Es ist besonders Bernd Ahnicke zu verdanken, der sich auf die Suche nach den Namen und deren Angehörigen gemacht hat. Unterstützt wurde die Recherche durch Schüler der Regelschule in Bad Colberg-Heldburg und einer Schule in Kolno mit ihrer engagierten Lehrerin Frau Urszula Banach und ihrem Ehemann Robert.
Frau Urszula Banach hat mit Hilfe der Sterbeurkunden von Poppenhausen nach den Hinterbliebenen gesucht, die bis dahin keinerlei Nachricht über den Verbleib ihrer Angehörigen nach der Deportation nach Deutschland erhalten hatten.
Ihr ist es zu verdanken, das der Kontakt zu Familienangehörigen hergestellt werden konnte.
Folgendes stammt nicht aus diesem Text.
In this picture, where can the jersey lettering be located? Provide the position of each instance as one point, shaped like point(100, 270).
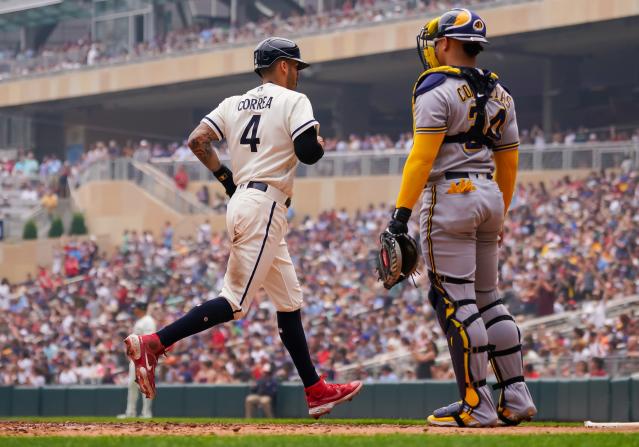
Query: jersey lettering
point(261, 103)
point(252, 127)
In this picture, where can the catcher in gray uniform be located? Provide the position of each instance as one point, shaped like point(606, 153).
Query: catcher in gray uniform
point(464, 127)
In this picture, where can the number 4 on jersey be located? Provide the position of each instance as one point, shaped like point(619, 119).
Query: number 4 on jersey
point(251, 127)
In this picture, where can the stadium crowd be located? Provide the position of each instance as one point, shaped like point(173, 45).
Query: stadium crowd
point(27, 182)
point(570, 246)
point(85, 52)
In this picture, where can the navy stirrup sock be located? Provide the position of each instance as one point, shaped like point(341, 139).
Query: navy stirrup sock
point(198, 319)
point(292, 335)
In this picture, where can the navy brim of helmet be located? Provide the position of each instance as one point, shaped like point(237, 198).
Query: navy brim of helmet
point(301, 65)
point(468, 38)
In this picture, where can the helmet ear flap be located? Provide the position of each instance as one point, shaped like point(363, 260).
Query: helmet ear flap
point(426, 44)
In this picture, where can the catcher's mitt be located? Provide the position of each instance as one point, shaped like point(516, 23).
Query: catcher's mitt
point(397, 259)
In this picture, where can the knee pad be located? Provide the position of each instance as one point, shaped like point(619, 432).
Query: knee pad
point(505, 339)
point(467, 341)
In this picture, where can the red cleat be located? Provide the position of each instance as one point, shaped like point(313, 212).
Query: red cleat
point(322, 396)
point(144, 350)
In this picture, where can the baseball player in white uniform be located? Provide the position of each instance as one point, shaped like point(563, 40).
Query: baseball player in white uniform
point(145, 324)
point(268, 130)
point(465, 127)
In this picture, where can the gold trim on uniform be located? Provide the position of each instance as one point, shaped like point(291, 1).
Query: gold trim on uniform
point(429, 227)
point(505, 147)
point(441, 129)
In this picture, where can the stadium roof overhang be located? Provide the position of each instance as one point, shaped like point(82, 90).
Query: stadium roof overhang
point(31, 13)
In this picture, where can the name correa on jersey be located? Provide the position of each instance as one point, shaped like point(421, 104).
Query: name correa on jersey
point(261, 103)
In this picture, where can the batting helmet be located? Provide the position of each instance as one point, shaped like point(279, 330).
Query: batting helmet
point(274, 48)
point(459, 23)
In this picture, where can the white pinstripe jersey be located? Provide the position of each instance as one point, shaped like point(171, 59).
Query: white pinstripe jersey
point(448, 108)
point(259, 127)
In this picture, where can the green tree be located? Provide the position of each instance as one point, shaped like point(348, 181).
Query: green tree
point(57, 228)
point(77, 225)
point(30, 230)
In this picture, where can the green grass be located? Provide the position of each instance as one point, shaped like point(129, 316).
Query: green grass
point(581, 440)
point(327, 421)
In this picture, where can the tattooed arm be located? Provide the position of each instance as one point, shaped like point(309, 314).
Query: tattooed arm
point(200, 144)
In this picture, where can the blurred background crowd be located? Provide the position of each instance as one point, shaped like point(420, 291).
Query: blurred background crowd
point(75, 54)
point(573, 245)
point(27, 181)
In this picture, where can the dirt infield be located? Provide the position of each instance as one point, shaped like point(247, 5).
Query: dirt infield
point(22, 428)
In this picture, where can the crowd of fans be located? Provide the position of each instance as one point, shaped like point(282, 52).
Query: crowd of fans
point(85, 52)
point(26, 183)
point(570, 246)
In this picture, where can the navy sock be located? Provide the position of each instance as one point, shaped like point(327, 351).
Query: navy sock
point(198, 319)
point(292, 335)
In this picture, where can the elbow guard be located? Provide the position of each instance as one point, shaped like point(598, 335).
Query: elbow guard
point(307, 149)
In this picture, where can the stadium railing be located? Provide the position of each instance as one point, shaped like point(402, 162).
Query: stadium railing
point(563, 323)
point(593, 156)
point(57, 61)
point(144, 176)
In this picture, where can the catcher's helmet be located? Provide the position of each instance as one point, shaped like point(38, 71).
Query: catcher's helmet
point(274, 48)
point(459, 23)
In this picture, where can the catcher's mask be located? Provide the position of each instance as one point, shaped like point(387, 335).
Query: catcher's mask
point(459, 23)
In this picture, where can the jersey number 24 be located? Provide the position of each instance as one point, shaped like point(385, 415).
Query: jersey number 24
point(251, 127)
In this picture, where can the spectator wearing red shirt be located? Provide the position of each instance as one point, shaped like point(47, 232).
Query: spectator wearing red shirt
point(71, 266)
point(529, 371)
point(597, 367)
point(181, 178)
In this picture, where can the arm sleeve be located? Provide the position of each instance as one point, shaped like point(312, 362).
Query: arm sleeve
point(506, 162)
point(300, 116)
point(431, 116)
point(417, 168)
point(215, 120)
point(510, 134)
point(307, 149)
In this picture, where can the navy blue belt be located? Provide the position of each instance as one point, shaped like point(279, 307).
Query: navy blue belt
point(260, 186)
point(455, 175)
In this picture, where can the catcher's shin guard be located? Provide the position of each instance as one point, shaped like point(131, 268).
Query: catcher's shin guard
point(468, 345)
point(515, 402)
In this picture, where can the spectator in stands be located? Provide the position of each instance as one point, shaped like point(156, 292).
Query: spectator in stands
point(581, 369)
point(203, 195)
point(143, 152)
point(167, 235)
point(49, 202)
point(387, 374)
point(93, 55)
point(597, 367)
point(181, 178)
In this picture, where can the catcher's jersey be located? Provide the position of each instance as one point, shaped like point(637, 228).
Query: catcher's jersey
point(145, 325)
point(449, 108)
point(259, 127)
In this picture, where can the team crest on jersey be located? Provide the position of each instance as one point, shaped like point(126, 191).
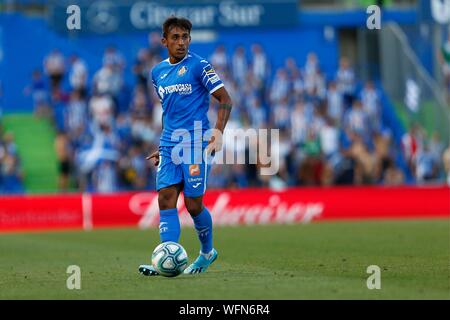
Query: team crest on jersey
point(182, 71)
point(194, 170)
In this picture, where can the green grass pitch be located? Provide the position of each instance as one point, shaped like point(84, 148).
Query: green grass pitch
point(326, 260)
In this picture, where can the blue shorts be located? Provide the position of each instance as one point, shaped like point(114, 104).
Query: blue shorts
point(192, 174)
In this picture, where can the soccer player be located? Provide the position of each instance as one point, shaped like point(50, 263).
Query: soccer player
point(183, 83)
Zum Beispiel ein Schicksal: Bronislaw Pokorski

Im Totenbuch des KZ Buchenwald steht dazu: Bronislaw Pokorski, geboren am 17.10.1909 in Czeskow/Lask, ermordet am 11.5.1942 in Poppenhausen, Häftlingsnummer: 1668
Seine Ehefrau Zofia Pokorska, ist heute 97 Jahre alt und sie hat einen Sohn.
Bronislaw war damals 33 Jahre alt.

Nikodom Zawadzki war 19, Jan Jaros 21 Jahre und Stanislaus Kaprzyk 22 Jahre alt.

Es hat lange gedauert, aber heute werden aus den Zahlen Namen und besser wie Julius Fucik kann ich es nicht in Worte fassen.
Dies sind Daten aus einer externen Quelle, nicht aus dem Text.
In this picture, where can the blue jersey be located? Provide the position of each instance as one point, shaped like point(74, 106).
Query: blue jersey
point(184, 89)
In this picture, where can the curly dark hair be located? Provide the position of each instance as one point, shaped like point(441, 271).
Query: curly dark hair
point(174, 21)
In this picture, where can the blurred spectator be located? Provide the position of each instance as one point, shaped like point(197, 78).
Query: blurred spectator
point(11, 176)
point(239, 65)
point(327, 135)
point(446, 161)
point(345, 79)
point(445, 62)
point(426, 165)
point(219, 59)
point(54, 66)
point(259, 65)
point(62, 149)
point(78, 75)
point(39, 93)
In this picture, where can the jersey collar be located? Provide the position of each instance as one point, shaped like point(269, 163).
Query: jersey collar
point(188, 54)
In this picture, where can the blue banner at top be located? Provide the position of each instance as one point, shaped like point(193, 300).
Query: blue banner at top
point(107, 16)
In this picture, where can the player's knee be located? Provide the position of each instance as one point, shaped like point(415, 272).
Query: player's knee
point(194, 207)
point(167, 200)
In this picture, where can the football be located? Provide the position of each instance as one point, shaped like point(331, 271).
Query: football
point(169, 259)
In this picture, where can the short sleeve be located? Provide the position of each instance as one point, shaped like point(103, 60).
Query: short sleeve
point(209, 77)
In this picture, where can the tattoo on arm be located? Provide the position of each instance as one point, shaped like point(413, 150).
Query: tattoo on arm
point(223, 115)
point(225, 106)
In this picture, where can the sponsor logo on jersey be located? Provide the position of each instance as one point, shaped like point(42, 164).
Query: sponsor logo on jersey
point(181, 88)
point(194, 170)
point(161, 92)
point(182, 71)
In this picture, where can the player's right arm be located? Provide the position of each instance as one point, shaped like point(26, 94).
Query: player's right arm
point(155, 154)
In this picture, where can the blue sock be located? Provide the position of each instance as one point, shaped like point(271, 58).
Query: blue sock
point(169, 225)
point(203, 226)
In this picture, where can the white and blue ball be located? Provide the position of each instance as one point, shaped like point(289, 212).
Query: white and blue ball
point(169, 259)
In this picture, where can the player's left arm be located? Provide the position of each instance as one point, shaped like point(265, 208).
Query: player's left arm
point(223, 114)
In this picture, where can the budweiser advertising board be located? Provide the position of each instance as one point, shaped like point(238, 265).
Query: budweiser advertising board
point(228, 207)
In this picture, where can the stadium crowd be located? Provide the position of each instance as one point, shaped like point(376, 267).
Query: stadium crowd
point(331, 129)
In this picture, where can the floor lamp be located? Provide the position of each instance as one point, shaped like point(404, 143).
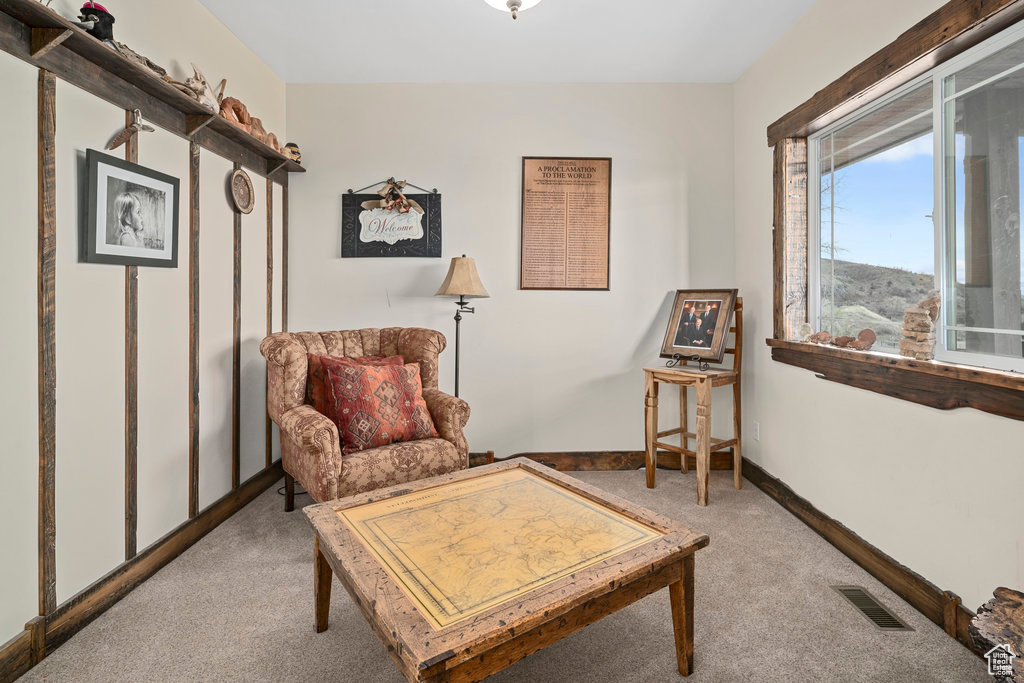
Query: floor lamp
point(462, 282)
Julius Fucik, tschechischer Journalist und Widerstandskämpfer, hat vor seiner Hinrichtung am 8. September 1943 in seiner Zelle folgende Zeilen in seinem Buch „Reportage unter dem Strang“ geschrieben, die heute noch aktuell sind:

„…um eins bitte ich: Ihr, die ihr diese Zeit überlebt, vergesst nicht.
Vergesst die Guten nicht und nicht die Schlechten.
Sammelt geduldig die Zeugnisse über die Gefallenen.
Eines Tages wird das Heute Vergangenheit sein, wird man von der großen Zeit und von den namenlosen Helden sprechen, die Geschichte gemacht haben.
Ich möchte, dass man weiß, dass es keine namenlosen Helden gegeben hat…
dass es Menschen waren, die ihren Namen, ihr Gesicht, ihre Sehnsucht und ihre Hoffnungen hatten,
und das deshalb der Schmerz auch des Letzten unter ihnen nicht kleiner war, als der Schmerz des Ersten, dessen Name erhalten bleibt.